Deploying YDB with Federated Query functionality

Warning

This functionality is in the "Experimental" mode.

General installation scheme

YDB can perform federated queries to external sources, for example, object storages or relational DBMS, without the need to move the data from external sources directly into YDB. This section describes the changes that are required in the configuration of YDB and the surrounding infrastructure to enable federated queries.

Note

A special microservice called connector must be deployed to access some of data sources. Check the list of supported sources to determine if you need to install a connector.

The YDB cluster and external data sources in a production installation should be deployed on different physical or virtual servers, including clouds. If access to a specific source requires a connector, it should be deployed on the same servers as the dynamic nodes of YDB. In other words, each ydbd process running in dynamic node mode should have one local connector process.

The following requirements must be met:

  • The external data source must be accessible over the network to queries from YDB database nodes or from the connector, if present.
  • The connector must be accessible over the network from YDB database nodes.

Tip

The easiest way to make the connector accessible from YDB nodes is to run them on the same set of hosts.

YDB FQ Installation

Note

Currently, we do not support deploying the connector in Kubernetes, but we plan to add it shortly.

Step-by-step guide

  1. Follow the steps in the dynamic node YDB deployment guide up to and including preparing the configuration files.

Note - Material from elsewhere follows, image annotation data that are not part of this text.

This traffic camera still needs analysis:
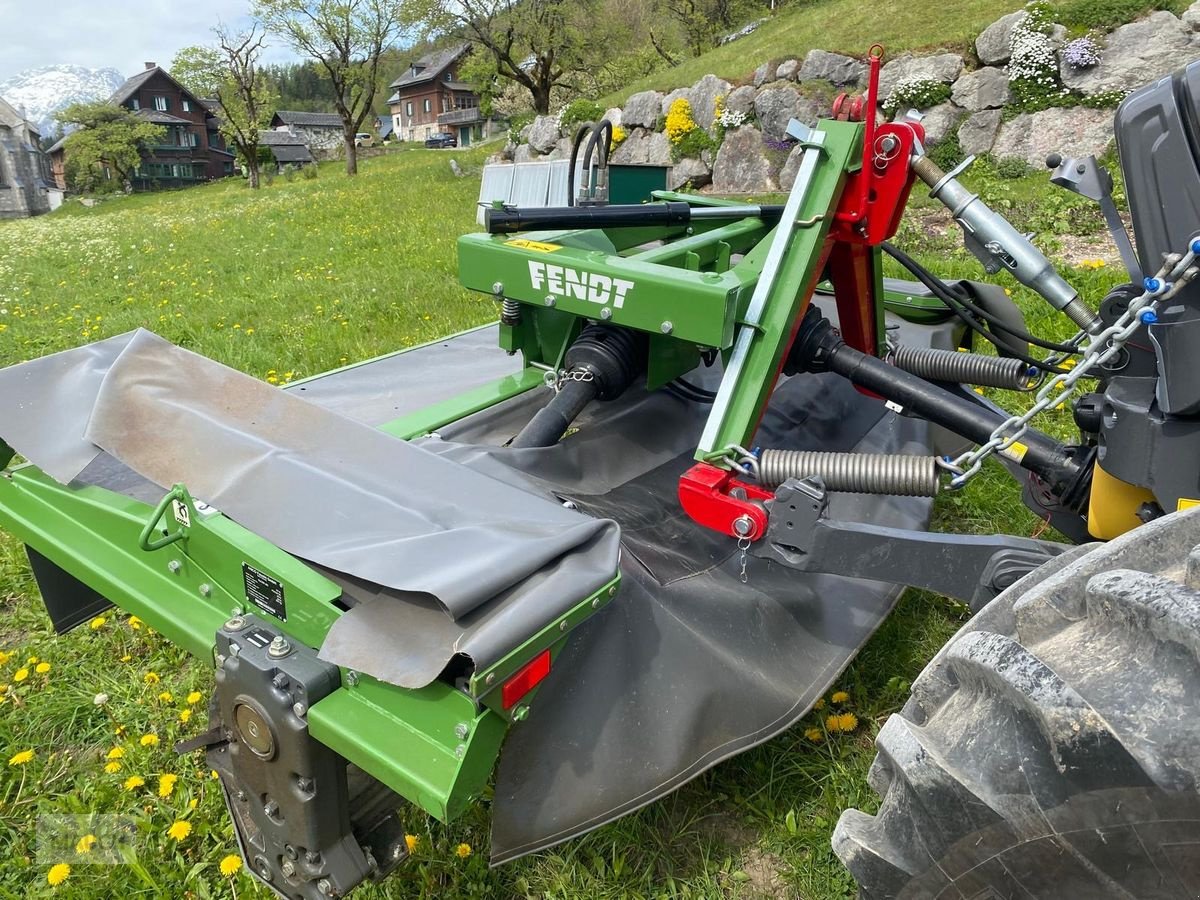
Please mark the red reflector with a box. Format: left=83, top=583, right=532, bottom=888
left=500, top=649, right=550, bottom=709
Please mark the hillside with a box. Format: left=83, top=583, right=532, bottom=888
left=602, top=0, right=1024, bottom=106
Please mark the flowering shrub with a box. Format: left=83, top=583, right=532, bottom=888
left=1062, top=36, right=1100, bottom=68
left=883, top=77, right=950, bottom=114
left=664, top=97, right=713, bottom=162
left=665, top=97, right=697, bottom=144
left=1008, top=0, right=1072, bottom=113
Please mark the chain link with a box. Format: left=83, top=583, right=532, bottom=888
left=542, top=368, right=595, bottom=394
left=940, top=240, right=1200, bottom=488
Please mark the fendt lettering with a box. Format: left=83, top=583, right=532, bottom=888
left=529, top=259, right=635, bottom=310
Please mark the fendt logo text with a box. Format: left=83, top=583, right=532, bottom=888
left=529, top=259, right=635, bottom=310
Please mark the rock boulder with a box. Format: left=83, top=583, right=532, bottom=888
left=991, top=107, right=1112, bottom=168
left=713, top=125, right=778, bottom=193
left=799, top=50, right=866, bottom=88
left=1060, top=12, right=1195, bottom=94
left=620, top=91, right=662, bottom=131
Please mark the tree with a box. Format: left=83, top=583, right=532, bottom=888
left=56, top=100, right=167, bottom=191
left=254, top=0, right=406, bottom=175
left=170, top=46, right=222, bottom=97
left=170, top=25, right=278, bottom=188
left=424, top=0, right=619, bottom=115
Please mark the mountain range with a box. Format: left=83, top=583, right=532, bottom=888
left=0, top=65, right=125, bottom=138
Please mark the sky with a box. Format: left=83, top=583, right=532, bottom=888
left=0, top=0, right=295, bottom=80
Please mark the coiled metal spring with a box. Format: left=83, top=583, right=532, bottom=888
left=756, top=450, right=940, bottom=497
left=500, top=298, right=521, bottom=325
left=888, top=344, right=1033, bottom=390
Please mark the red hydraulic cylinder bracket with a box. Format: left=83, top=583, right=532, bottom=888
left=679, top=462, right=775, bottom=541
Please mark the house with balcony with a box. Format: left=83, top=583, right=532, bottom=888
left=388, top=43, right=496, bottom=146
left=49, top=62, right=234, bottom=191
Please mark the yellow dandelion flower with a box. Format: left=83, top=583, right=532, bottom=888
left=221, top=853, right=241, bottom=877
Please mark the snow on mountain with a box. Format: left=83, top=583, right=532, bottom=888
left=0, top=65, right=125, bottom=137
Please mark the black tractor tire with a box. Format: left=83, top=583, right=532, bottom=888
left=833, top=509, right=1200, bottom=900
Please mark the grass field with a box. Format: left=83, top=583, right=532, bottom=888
left=0, top=142, right=1115, bottom=900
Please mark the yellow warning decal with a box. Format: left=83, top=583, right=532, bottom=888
left=1000, top=440, right=1030, bottom=462
left=504, top=238, right=563, bottom=253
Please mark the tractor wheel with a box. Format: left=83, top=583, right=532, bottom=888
left=833, top=510, right=1200, bottom=900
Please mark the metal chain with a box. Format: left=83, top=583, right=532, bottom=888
left=542, top=368, right=595, bottom=394
left=940, top=239, right=1200, bottom=488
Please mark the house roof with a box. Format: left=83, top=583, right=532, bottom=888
left=388, top=43, right=470, bottom=94
left=271, top=144, right=313, bottom=162
left=271, top=109, right=342, bottom=128
left=258, top=131, right=306, bottom=146
left=137, top=109, right=194, bottom=125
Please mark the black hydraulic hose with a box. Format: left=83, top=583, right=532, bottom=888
left=882, top=247, right=1079, bottom=368
left=566, top=122, right=592, bottom=206
left=823, top=343, right=1079, bottom=491
left=509, top=379, right=600, bottom=449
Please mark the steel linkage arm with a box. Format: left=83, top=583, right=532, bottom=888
left=750, top=479, right=1068, bottom=612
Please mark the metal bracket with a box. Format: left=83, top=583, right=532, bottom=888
left=750, top=478, right=1068, bottom=612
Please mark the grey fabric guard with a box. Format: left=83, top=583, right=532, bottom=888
left=0, top=331, right=619, bottom=688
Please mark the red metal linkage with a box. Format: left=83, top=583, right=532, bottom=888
left=679, top=462, right=775, bottom=541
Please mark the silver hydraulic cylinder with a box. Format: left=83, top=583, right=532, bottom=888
left=912, top=155, right=1102, bottom=334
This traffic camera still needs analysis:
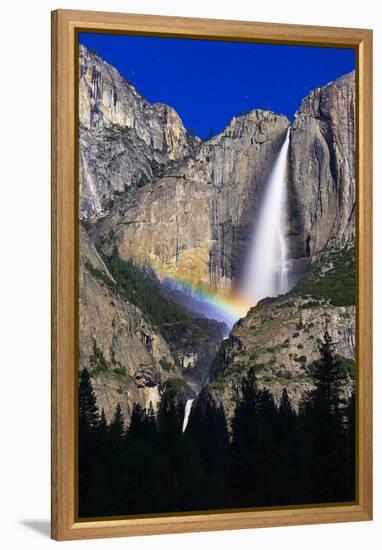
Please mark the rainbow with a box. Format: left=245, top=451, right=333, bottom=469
left=157, top=270, right=253, bottom=328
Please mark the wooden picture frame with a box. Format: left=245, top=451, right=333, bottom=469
left=52, top=10, right=372, bottom=540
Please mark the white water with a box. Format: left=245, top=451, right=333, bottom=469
left=182, top=399, right=193, bottom=432
left=242, top=129, right=290, bottom=305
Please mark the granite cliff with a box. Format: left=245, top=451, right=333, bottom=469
left=79, top=45, right=199, bottom=218
left=79, top=46, right=355, bottom=424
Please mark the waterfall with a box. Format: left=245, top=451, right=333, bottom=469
left=182, top=399, right=193, bottom=432
left=242, top=128, right=290, bottom=305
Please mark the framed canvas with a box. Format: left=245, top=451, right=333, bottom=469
left=52, top=10, right=372, bottom=540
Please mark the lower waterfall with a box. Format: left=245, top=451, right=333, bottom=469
left=182, top=399, right=194, bottom=432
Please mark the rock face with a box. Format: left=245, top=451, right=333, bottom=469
left=210, top=245, right=356, bottom=418
left=79, top=46, right=355, bottom=426
left=99, top=110, right=289, bottom=296
left=289, top=71, right=356, bottom=264
left=79, top=227, right=225, bottom=421
left=79, top=45, right=198, bottom=218
left=79, top=228, right=182, bottom=420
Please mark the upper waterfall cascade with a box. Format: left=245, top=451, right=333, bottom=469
left=242, top=128, right=291, bottom=305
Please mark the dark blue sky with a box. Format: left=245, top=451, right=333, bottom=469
left=79, top=32, right=355, bottom=138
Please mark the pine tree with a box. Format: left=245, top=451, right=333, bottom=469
left=109, top=403, right=125, bottom=444
left=299, top=332, right=347, bottom=502
left=78, top=368, right=99, bottom=432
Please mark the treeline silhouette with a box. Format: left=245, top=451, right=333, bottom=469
left=79, top=334, right=355, bottom=517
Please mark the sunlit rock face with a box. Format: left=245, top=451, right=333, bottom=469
left=99, top=110, right=289, bottom=293
left=78, top=45, right=200, bottom=218
left=289, top=71, right=356, bottom=264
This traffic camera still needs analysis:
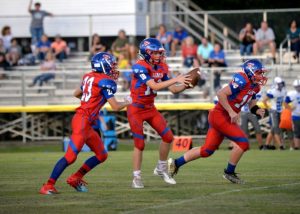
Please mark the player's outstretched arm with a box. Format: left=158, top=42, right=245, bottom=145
left=28, top=0, right=32, bottom=13
left=262, top=96, right=269, bottom=109
left=168, top=84, right=186, bottom=94
left=107, top=96, right=132, bottom=111
left=217, top=86, right=239, bottom=123
left=73, top=88, right=82, bottom=99
left=146, top=74, right=192, bottom=91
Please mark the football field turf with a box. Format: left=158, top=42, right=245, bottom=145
left=0, top=141, right=300, bottom=214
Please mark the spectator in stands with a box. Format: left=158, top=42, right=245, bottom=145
left=253, top=21, right=276, bottom=63
left=0, top=52, right=10, bottom=71
left=28, top=0, right=53, bottom=45
left=181, top=36, right=199, bottom=68
left=171, top=25, right=188, bottom=56
left=284, top=79, right=300, bottom=150
left=51, top=34, right=69, bottom=62
left=1, top=26, right=13, bottom=51
left=6, top=38, right=22, bottom=66
left=208, top=43, right=227, bottom=90
left=111, top=30, right=129, bottom=59
left=28, top=51, right=56, bottom=88
left=156, top=24, right=173, bottom=56
left=197, top=37, right=214, bottom=65
left=263, top=77, right=287, bottom=150
left=239, top=23, right=256, bottom=56
left=18, top=39, right=35, bottom=65
left=0, top=37, right=6, bottom=53
left=90, top=33, right=106, bottom=58
left=287, top=20, right=300, bottom=62
left=0, top=52, right=10, bottom=80
left=36, top=34, right=51, bottom=61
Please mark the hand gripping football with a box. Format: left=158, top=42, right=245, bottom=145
left=186, top=68, right=201, bottom=88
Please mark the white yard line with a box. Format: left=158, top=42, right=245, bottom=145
left=121, top=182, right=300, bottom=214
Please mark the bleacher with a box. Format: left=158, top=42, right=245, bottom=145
left=0, top=47, right=299, bottom=106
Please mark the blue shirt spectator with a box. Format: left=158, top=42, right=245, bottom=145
left=171, top=26, right=189, bottom=56
left=286, top=20, right=300, bottom=62
left=156, top=24, right=173, bottom=56
left=36, top=34, right=51, bottom=61
left=28, top=0, right=53, bottom=45
left=197, top=37, right=214, bottom=65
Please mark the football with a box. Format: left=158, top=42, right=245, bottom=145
left=186, top=68, right=201, bottom=88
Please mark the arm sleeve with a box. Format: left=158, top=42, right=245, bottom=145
left=132, top=64, right=151, bottom=83
left=161, top=74, right=170, bottom=81
left=98, top=79, right=117, bottom=99
left=229, top=74, right=246, bottom=94
left=267, top=90, right=274, bottom=99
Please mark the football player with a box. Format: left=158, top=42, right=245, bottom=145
left=127, top=38, right=191, bottom=188
left=40, top=52, right=131, bottom=195
left=168, top=59, right=267, bottom=184
left=284, top=79, right=300, bottom=150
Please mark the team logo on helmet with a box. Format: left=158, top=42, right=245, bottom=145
left=103, top=54, right=110, bottom=60
left=246, top=62, right=255, bottom=72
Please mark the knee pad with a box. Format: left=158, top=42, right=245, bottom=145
left=65, top=152, right=77, bottom=165
left=161, top=130, right=174, bottom=143
left=200, top=146, right=215, bottom=158
left=237, top=143, right=249, bottom=152
left=96, top=151, right=108, bottom=163
left=134, top=139, right=145, bottom=151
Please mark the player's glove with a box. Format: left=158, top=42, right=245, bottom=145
left=124, top=95, right=132, bottom=104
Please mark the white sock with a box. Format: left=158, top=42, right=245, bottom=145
left=133, top=170, right=141, bottom=177
left=157, top=160, right=167, bottom=170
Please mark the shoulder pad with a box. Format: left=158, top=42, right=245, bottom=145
left=132, top=64, right=148, bottom=74
left=233, top=73, right=247, bottom=88
left=98, top=79, right=117, bottom=93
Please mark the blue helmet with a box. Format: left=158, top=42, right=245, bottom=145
left=139, top=38, right=165, bottom=64
left=91, top=52, right=119, bottom=79
left=242, top=59, right=268, bottom=85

  2. If a connector must be deployed to access the desired source, do so according to the instructions.

  3. If a connector needs to be deployed to access your desired source, add the generic subsection to the query_service_config section of the YDB configuration file as shown below. Specify the network address of the connector in the connector.endpoint.host and connector.endpoint.port fields (default values are localhost and 2130). When co-locating the connector and the YDB dynamic node on the same server, encrypted connections between them are not required. If necessary, you can enable encryption by setting connector.use_ssl to true and specifying the path to the CA certificate that is used to sign the connector's TLS keys in connector.ssl_ca_crt:

    query_service_config:
        generic:
            connector:
                endpoint:
                    host: localhost                 # hostname where the connector is deployed
                    port: 2130                      # port number for the connector's listening socket
                use_ssl: false                      # flag to enable encrypted connections
                ssl_ca_crt: "/opt/ydb/certs/ca.crt" # (optional) path to the CA certificate
            default_settings:
                - name: DateTimeFormat
                  value: string
                - name: UsePredicatePushdown
                  value: "true"
    
  4. Add the following feature_flags section to the YDB configuration file:

    feature_flags:
        enable_external_data_sources: true
        enable_script_execution_operations: true
    
  5. Continue deploying YDB database nodes. See the instructions.